Siamo nei due mesi omnibus: Ucraina, nucleare, Gaza. Il mondo aspetta l’insediamento di Trump, nel frattempo si fa man bassa, di orrori. Ma fermiamoci a riflettere, per cambiare le cose, o almeno provarci
Il neopresidente eletto Donald Trump si insedierà a gennaio. E questi due mesi che ci separano da quella data hanno acceso il turbo della geopolitica di guerra. L’amministrazione uscente di Joe Biden spinge il governo ucraino con infornate di miliardi di dollari in armi, permessi di utilizzo di missili a lungo raggio, Putin che già telefona in maniera disinvolta al telefono dice di poter risolvere tutto in 24 ore, potere delle politiche di propaganda.
A Gaza il premier Netanyahu continua la strage sistematica, il genocidio, dei palestinesi. I Bambini sono nel mirino dei cecchini, così non cresceranno mai più, le notizie di cronaca martellano a tamburo le liste delle decine di morti ogni settimana mentre c’è ancora chi riesce a mettersi a discutere trattati alla mano se la definizione ‘genocidio’ sia adeguata o meno.
Sono i due mesi omnibus: fate tutto quello che volete e potete prima che gli Usa cambino presidente e soprattutto arrivino i miliardari al potere, con i due segretari all’efficienza governativa che capiremo soltanto a gennaio di cosa saranno capaci (e più che una promessa suona a minaccia).
Non è retorico, e nemmeno ingenuo, ricordarci quanto sia buia questa fine di 2024, soprattutto – e chi scrive è un ottimista – rispetto a quello che ci attende nei prossimi futuri. Mentre scrivo arrivano testimonianze dopo i mille giorni di guerra in Ucraina, dove in molti iniziano a dire che i morti sono troppi. Anche perché se ci si ferma a guardare le foto sparse in piazza Maidan si vedono troppi ventenni. Sono generazioni che vengono spazzate via, sono semi di odio che vengono piantati e accuratamente innaffiati. Poi ci si gira verso sud e le immagini che ci percuotono ogni giorno riportano un numero così alto di bambini uccisi, assassinati per meglio dire perché siamo nell’intenzionalità, che anche quei semi d’odio li riconosciamo perfettamente.
Sarebbe utile fermarsi, ogni tanto, specie quando le tifoserie entrano in campo astraendo il dolore e trasformando questa esperienza unica che è il vivere in un dato scacchistico di strategie e mappe su cui disegnare la grande fotografia.

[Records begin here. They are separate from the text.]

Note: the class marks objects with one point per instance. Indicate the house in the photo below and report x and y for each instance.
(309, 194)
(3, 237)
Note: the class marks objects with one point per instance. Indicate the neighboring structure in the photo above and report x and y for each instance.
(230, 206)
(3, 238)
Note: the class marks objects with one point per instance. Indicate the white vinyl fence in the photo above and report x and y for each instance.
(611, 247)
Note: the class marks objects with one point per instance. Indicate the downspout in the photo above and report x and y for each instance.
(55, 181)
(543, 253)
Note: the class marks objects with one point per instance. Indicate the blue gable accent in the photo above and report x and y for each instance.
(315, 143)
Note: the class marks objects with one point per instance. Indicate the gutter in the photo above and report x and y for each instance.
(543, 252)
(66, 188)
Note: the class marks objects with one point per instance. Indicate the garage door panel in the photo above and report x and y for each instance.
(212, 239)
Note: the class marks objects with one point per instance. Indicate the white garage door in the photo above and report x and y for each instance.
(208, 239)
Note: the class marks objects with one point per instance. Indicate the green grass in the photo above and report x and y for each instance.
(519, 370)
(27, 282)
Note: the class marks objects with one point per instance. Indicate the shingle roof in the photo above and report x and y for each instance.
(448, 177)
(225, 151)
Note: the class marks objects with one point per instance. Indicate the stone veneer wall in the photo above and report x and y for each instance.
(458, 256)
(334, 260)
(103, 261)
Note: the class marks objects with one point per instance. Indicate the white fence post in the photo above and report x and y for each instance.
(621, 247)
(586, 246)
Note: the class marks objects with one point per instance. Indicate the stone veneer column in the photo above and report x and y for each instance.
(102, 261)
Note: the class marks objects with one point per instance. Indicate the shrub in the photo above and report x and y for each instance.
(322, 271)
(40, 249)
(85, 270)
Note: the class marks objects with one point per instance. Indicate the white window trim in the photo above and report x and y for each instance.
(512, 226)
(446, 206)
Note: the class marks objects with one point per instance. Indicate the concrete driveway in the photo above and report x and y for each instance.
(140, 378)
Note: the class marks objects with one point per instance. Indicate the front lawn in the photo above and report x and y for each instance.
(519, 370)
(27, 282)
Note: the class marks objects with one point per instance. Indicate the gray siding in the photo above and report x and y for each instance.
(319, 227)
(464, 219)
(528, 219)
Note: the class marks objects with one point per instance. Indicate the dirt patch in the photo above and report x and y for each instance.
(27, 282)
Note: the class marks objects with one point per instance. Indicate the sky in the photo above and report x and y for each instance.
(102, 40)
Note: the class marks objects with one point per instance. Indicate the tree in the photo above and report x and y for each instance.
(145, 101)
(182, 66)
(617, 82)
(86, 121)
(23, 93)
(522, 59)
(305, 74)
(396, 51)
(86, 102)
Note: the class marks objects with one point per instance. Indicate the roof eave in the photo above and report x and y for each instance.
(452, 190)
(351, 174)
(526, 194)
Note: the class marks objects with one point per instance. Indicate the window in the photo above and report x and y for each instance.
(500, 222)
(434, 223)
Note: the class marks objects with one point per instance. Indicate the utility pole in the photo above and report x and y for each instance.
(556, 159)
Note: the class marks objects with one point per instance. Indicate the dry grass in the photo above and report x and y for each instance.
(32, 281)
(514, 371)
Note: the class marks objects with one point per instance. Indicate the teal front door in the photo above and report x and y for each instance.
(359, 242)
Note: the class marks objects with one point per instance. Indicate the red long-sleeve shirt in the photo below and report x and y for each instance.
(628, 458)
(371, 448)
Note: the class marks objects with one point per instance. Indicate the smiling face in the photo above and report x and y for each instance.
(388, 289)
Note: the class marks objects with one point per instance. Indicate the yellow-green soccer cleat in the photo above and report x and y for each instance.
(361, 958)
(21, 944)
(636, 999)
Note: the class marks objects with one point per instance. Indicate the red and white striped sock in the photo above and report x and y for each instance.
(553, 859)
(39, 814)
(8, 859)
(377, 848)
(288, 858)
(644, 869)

Lasciate spazio alla divagazione: pochi giorni fa’ al funerale di Licia Pinelli è stata cantata una bellissima canzone, il disertore. Disertare mi pare il verbo più interessante di questo periodo.
E invece accade che deserte ormai troppo spesso vadano le urne, dove invece avremmo bisogno del pieno di voti, se le dichiarazioni degli eletti dal popolo o da dio fossero vere. Di fronte a questo smarrimento collettivo – è utile dirsi che non ci sono solo Kiev e gaza, ma decine di focolai di odio sul pianeta – il rischio di abbandonarsi al disfattismo o alla fatalità non è solo altissimo, ma praticato già da troppi. Il punto, lo ricordava un amico in una conversazione recente, è attivarsi.
Come ci attiviamo? Come diventare massa critica?
Sono domande difficili, anche perché attingono al personale, quindi a quella risorsa scarsa che per molti, la maggioranza, ormai è più sopravvivere che vivere, anche nei paesi agiati dove la classe media è distrutta e spinta a calci verso il basso a favore dell’arricchimento di pochi.
In un saggio – Produci consuma crepa, manuale di resistenza e cambiamento – riportavo le parole di un amico sociologo, Massimo Conte, che parlava di compassione, del ‘sentire insieme’, quindi anche di metterci nei panni del sentire altrui. E ricordavo anche che le esperienze cooperative, solidaristiche, mutualistiche, associative, volontaristiche, sono molto più forti in potenza dello sterco che ci ritroviamo sulle spalle ogni giorno. Come se la condanna a subire in prima persona e a veder soffrire, fosse inevitabile. Non lo è. Ha un prezzo, però, dal più piccolo gesto alla più grande impresa: attivarsi. Riconoscersi. Ricreare legami e ponti, uccidendo quell’individualismo che è diventato una cifra degli ultimi decenni, non certo a caso. Attiviamoci.